Et il n’est pas juste de faire croire, que vouloir une nouvelle Constitution signifie que l’on rejette l’opportunité et l’utilité du sacrifice effectué par nos parents en mars 1991. Il est gravé dans le préambule de cet Avant-projet de Constitution, alinéa 12, que le Peuple « affirme sa volonté de renforcer les acquis démocratiques du 26 mars 1991 et de promouvoir les idéaux de la refondation portés par les acteurs du changement ». Qu’est-ce qui manque ici ?  Quelqu’un souhaite-t-il qu’on consacre tout une page à cet engagement ? Ou bien, c’est le fait d’avoir concilié le combat d’hier et d’aujourd’hui sur la même enseigne qui pose problème ? Le plus important n’est-il pas d’affirmer que nous croyons tous en un bon système démocratique calibré sur les aspirations de notre peuple ?

L’Avant-projet que nous avons à l’étude n’est qu’une proposition ouverte, des éléments pour stimuler la réflexion de la future assemblée constituante. Il y a des innovations heureuses, aussi bien que malheureuses, par rapport à la Constitution de 1992, appelée à disparaître. Voilà les vrais sujets de débats. J’y ai déjà consacré deux notes analytiques sur lesquelles je ne veux pas revenir. Néanmoins, en l’état, je ne souhaite pas que cet Avant-projet de Constitution soit entériné en Constitution, parce qu’il nourrit les conditions d’une autocratie, voire d’une ploutocratie contre lesquelles nous nous sommes battus il y a seulement deux ans.

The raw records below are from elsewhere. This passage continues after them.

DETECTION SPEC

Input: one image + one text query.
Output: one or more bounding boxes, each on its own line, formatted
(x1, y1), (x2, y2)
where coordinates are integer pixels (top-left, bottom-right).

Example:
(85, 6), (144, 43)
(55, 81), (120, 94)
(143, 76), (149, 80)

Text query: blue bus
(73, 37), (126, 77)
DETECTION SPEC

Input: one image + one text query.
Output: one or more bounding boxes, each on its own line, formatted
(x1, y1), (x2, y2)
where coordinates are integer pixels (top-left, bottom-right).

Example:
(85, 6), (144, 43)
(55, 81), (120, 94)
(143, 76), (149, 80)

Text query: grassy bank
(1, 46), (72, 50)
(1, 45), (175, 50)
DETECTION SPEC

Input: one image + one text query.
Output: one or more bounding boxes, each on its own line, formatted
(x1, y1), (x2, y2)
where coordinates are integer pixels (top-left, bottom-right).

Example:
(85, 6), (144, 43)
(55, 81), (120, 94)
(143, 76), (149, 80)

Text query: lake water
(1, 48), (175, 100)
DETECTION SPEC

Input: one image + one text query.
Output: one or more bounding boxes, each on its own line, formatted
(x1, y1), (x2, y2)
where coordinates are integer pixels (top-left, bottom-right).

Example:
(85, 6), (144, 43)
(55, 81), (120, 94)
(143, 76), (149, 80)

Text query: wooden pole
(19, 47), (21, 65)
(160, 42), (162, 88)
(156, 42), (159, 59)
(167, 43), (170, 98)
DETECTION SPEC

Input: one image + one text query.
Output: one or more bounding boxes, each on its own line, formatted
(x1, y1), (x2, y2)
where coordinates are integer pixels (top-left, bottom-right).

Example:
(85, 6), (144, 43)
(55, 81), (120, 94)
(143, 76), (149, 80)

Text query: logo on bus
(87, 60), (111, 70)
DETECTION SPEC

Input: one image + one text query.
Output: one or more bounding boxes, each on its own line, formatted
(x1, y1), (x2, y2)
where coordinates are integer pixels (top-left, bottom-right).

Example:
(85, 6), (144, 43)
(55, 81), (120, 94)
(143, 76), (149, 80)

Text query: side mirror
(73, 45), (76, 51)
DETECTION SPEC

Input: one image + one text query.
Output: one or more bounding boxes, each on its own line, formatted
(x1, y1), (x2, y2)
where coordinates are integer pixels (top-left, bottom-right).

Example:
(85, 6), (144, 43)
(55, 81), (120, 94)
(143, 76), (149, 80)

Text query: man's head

Cependant, les marques de notre ADN qu’il contient doivent être conservées, telles que l’officialisation des modes traditionnels de règlement des différends, la vocation des langues nationales à devenir des langues officielles, la définition de la laïcité, la valorisation des légitimités traditionnelles et de leur rôle dans nos sociétés.

La Constitution, comme chacun le sait, doit convenir au naturel d’un peuple comme une tunique à un homme. Trop grande ou trop serrée, il ne mettra pas longtemps avant de la rafistoler ou la jeter pour une autre.